Where and who does this data cover?

This data covers English cancer patients of all ages. Wales, Scotland and Northern Ireland have their own respective cancer registries.

Why are the cohorts partitioned into groups of approximately 100?

The Get Data Out programme aims to publish statistics on small groups of patients with the same characteristics, for example tumour type, age, and gender. Groups of size approximately 100 allow for patient anonymity to be protected whilst allowing for statistically meaningful analysis to be carried out. In some cases where a set of characteristics is considered particularly clinically important, groups are smaller than 100, but are always large enough to protect patient anonymity.

Why can the same group not be split by multiple factors?

The Get Data Out programme reduces the risk of associating data with any individual patient by making the unit of data a small group of patients, not individual patients. When each patient is in one and only one group we know that the risk of data release is minimised and the data passes the anonymisation standard. If larger groups were split by multiple factors, patients would appear in multiple groups. For example if Chromophobe RCC kidney tumours were split by age and also by gender, and there was a 30 year old female person, they would appear in two groups, both the group ‘under 60 year olds’ and ‘female’. Assigning patients to more than one group increases the amount of information we are publishing on them, and makes it harder to assess the risk in a data release. To minimise risk, we are prioritising putting all patients in one standard grouping. There may be opportunities to publish on overlapping partitions where patients are assigned to more than one group in the future. We have already experimented with this with the sarcoma partition, and initial findings are promising.

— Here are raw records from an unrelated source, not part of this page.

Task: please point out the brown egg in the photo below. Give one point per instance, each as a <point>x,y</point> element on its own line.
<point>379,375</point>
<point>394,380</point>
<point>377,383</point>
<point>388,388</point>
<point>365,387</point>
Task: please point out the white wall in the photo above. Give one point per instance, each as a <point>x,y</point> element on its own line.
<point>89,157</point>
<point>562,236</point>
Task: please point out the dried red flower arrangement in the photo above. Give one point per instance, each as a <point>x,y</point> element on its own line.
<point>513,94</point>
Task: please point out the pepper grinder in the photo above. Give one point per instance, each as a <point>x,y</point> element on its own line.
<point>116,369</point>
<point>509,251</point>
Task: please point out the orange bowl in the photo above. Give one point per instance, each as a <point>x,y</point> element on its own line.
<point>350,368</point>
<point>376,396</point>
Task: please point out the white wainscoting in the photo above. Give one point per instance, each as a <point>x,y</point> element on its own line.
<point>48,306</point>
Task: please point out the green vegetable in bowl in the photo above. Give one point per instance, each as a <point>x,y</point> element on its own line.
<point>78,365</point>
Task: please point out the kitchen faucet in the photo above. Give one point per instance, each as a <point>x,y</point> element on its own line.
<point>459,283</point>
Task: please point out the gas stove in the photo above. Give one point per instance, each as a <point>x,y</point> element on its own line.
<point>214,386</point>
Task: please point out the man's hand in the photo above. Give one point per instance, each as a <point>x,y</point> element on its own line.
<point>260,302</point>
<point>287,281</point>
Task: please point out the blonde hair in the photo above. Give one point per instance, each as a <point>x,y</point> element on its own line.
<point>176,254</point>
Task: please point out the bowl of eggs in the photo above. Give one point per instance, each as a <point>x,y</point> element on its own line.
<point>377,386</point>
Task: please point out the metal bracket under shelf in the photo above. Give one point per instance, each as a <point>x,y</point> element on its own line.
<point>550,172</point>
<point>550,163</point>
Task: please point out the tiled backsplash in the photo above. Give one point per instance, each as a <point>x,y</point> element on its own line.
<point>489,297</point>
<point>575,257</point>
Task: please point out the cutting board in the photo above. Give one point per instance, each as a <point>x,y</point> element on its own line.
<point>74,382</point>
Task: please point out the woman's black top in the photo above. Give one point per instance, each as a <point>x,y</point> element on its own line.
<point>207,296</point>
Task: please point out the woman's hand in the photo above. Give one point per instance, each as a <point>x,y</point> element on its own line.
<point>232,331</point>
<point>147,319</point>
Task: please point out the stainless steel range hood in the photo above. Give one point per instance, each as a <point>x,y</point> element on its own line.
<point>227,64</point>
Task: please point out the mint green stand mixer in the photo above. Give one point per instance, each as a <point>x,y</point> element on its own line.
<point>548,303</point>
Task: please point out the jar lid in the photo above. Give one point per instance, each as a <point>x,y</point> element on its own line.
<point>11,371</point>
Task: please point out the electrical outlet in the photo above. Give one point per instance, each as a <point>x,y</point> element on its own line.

Why do statistics for some groups have a letter rather than a number?

There are a number of reasons why we do not publish data for some groups and/or statistics. Where we are not publishing data, the numeric value is replaced with a letter. The meaning of each letter used can be found here and is listed below.

Why are some groups only published on every three years?

Due to the small size of some groups, it might risk patient confidentially to publish on that group every year. If the size of the group is large enough over the course of three years, the group is published on as a three-year statistic e.g. 2013-2015. This allows us to provide data on these groups without compromising patient confidentiality.

Why is there only data on incidence, routes to diagnosis, treatment and survival?

These statistics were chosen because they align nicely with the National Statistics that NDRS publish on. In the future, Get Data Out may publish on more statistical outputs, for example age-standardised rates. If there is one that you’re particularly keen to see, please get in touch here.

Why does Get Data Out only publish on some sites?

The initial goal of the Get Data Out programme, steered by Cancer52, was to publish detailed statistics on rare cancer sites for which there is often no data publicly available. The eventual aim is to publish data on all cancer sites, and the most recent additions are the “Liver and biliary tract”, “Haematological malignancies”, and “Haematological malignancy transformations” sites. If there is a cancer site that you’re particularly keen to see, please get in touch here.

Why are none of the Get Data Out groups split by ethnicity?

Splitting a group by ethnicity is an option which is discussed in our working group meetings when we develop a new cancer site partition. However, given that there are often small numbers of patients in a group, usually the only publishable split would be into “White” and “Non-white”, to protect patient anonymity. At that level of granularity, it has not been chosen so far as the most clinically meaningful split for the outcome of that site or group.

Why do you not have any age splits for children or young people?

In calculating our statistics, the ONS’ population tables are used to give a population denominator. This data has age bands of ‘0-4’, ‘5-9’, ‘10-14’ and ‘15-19’, which prevents Get Data Out from having an ‘Under 18’ split that would align with the patient being treated as a child. Some of the cancer groups that are split out by morphology e.g. Retinoblastoma are by their nature, cancers that tend to affect children and young people.

In the future, Get Data Out is considering developing a partition of all the cancers in children, teenagers and young adults that would then be split into Get Data Out cancer sites.